(Pictured: Gilbert O’Sullivan, who performed in sweaters with the letter G on them.)
Here’s more about the American Top 40 show from August 26, 1972. (First part here.)
18. “Where Is the Love”/Roberta Flack and Donny Hathaway
14. “Back Stabbers”/O’Jays
13. “The Guitar Man”/Bread
12. “Motorcycle Mama”/Sailcat
10. “Baby Don’t Get Hooked on Me”/Mac Davis
6. “If Loving You Is Wrong (I Don’t Want to Be Right)”/Luther Ingram
5. “Hold Your Head Up”/Argent
3. “Long Cool Woman”/Hollies
By this point, two hours into the show, I’m there, 50 years ago, transported in a way that doesn’t happen with every AT40 show, or every season. “Where Is the Love,” “If Loving You Is Wrong,” and “Hold Your Head Up” radiate heat and light as the last days of summer slip away. “Back Stabbers,” “The Guitar Man,” “Motorcycle Mama,” “Baby Don’t Get Hooked on Me,” and “Long Cool Woman” put me slightly later in time, seeing the sun through a school bus or classroom window.
Earlier this summer, I wrote about a 1978 show in which Casey answered a question about the artists who most successfully remade their own hit. He answered a similar question on this show: has anyone ever hit with a remake of their own earlier hit? It’s happened three times, he says. Tommy Edwards remade his 1951 hit “It’s All in the Game” in 1957; the Ventures remade 1960’s “Walk Don’t Run” in 1964; and Barbra Streisand remade “Where You Lead” as part of the “Sweet Inspiration” medley heard earlier in the show.

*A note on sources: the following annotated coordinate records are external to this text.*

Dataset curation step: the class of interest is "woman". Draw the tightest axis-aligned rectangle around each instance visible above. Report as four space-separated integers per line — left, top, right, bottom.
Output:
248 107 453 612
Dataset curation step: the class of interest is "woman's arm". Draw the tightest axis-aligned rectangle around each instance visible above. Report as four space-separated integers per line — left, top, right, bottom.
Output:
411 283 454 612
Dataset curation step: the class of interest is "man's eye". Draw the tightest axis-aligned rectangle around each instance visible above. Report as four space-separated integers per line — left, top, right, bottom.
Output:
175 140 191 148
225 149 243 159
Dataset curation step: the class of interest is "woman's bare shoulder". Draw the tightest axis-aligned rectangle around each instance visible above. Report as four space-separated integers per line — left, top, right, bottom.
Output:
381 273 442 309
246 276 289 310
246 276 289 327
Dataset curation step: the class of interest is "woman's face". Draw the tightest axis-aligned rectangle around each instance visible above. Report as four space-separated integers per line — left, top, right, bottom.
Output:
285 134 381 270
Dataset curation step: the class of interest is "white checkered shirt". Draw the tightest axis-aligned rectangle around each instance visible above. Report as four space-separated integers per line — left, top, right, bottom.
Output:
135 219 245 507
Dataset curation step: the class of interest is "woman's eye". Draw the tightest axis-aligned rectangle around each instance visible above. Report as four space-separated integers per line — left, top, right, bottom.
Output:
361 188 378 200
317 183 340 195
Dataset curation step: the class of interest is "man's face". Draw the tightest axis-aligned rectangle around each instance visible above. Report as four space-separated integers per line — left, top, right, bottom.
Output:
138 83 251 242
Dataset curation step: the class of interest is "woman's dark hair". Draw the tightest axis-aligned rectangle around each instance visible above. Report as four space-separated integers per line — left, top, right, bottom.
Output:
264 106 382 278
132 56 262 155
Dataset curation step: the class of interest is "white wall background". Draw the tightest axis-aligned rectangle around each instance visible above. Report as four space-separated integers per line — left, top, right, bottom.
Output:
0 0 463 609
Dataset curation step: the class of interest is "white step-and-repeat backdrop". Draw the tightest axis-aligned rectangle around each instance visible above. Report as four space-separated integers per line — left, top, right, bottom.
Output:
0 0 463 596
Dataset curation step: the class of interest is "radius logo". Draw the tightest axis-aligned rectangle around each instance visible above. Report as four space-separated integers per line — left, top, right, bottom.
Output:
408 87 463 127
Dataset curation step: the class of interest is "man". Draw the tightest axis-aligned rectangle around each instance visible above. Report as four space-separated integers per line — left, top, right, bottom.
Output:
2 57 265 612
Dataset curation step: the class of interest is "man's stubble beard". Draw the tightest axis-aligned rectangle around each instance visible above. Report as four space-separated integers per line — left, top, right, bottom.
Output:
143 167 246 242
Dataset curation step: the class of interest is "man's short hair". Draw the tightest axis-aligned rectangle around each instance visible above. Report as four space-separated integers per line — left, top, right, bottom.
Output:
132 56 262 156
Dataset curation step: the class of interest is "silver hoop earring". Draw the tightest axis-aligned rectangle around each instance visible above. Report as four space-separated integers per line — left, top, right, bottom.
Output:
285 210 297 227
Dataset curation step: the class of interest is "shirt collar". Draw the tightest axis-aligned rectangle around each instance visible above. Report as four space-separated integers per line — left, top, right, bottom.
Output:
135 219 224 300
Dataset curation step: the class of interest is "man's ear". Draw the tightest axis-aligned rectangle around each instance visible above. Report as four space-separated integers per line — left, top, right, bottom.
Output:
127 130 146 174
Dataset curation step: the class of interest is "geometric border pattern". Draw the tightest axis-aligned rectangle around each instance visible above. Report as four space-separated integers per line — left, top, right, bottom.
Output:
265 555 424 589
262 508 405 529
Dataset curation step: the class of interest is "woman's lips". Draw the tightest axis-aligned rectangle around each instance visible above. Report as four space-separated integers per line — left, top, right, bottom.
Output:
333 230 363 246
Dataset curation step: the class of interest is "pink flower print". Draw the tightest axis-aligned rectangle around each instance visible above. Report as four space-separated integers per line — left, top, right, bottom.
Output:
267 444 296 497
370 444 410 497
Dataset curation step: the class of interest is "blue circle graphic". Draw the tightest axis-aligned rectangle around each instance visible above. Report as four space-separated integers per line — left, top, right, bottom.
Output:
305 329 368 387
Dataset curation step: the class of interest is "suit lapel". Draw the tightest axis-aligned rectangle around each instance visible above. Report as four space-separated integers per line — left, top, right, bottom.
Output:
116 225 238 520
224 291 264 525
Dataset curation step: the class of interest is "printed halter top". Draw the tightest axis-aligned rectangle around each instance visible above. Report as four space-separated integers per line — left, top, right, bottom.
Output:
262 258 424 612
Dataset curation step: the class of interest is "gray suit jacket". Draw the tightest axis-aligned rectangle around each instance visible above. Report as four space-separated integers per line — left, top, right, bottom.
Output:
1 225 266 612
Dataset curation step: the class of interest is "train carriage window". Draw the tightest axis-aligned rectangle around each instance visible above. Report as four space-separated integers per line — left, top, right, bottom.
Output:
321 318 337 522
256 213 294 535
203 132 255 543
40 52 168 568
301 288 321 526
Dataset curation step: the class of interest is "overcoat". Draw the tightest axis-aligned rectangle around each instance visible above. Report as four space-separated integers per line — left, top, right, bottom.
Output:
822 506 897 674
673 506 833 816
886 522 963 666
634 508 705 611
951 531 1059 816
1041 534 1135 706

11. “Happiest Girl in the Whole U.S.A.”/Donna Fargo. I don’t think I had an opinion on “Happiest Girl in the Whole U.S.A.” in 1972 (although I remember that it sounded great off a jingle) but today I like it out of all proportion to its enduring value. Its sweet joyfulness is, as I wrote a couple of years ago, “an antidote to this dark time in which we are living.” It runs only 2:27 but Casey cuts it short anyway, which was especially annoying given the six minutes he devoted to the Streisand medley in the first hour.
8. “Coconut”/Nilsson. Here again we encounter the question of just how Nilsson’s name is pronounced. Harry himself pronounced his surname with a short “i,” but Casey says “Coconut” is from the album “neel-son schmeel-son,” which makes me squirm like nails on a chalkboard. (Over the years, Casey pronounced it both ways, and earlier in 1972 he used both on the same song.)
7. “Goodbye to Love”/Carpenters. I played “Goodbye to Love” on the radio the other night and was reminded again how insanely great it is. (Have I mentioned here that I do a 70s music show Saturday nights from 7 til midnight on my station? That I not only host it but program it too? You should probably listen sometime.)
EXTRA: “Ben”/Michael Jackson
EXTRA: “Use Me”/Bill Withers
One of the extras offered in the modern-day version of this show was Peter and Gordon’s “A World Without Love,” snipped from the original 8/26/72 broadcast. Commonly, extras are future hits not part of the original show, like “Use Me” and “Ben.” The extras are usually introduced by voiceover guy Larry Morgan. But on this show, Casey himself introduces them. Neither appeared on the 8/26/72 show, so where the intro bits came from I can’t say.
4. “I’m Still in Love With You”/Al Green. As much as I love Al Green, I sometimes mix up “I’m Still in Love With You, “Look What You Done for Me,” and “You Ought to Be With Me,” all of which followed “Let’s Stay Together” up the charts in 1972. In his Green biography Soul Survivor, author Jimmy McDonough says that about this time, producer Willie Mitchell was told that his stuff with Green all sounded the same. He responded, “I will ride this horse until it falls dead.”
2. “Alone Again (Naturally)”/Gilbert O’Sullivan
1. “Brandy”/Looking Glass
Gilbert and the Looking Glass had been 1-2 for the preceding four weeks but have now changed places, although “Alone Again (Naturally)” will return to the #1 position next week and hold it for two more weeks. Six weeks at #1 would be the longest run of the year, equaled only by Roberta Flack’s “First Time Ever I Saw Your Face” in the spring.
With summer fading into the fall of 1972, it was time for young me to take a tentative step into a further widening world, to a new school, with new teachers, new friends (new girls too), and great expectations. But I still had my old friends from that time. And when I wasn’t in school, I spent hours with the radio, which turned out to be the best friend of all.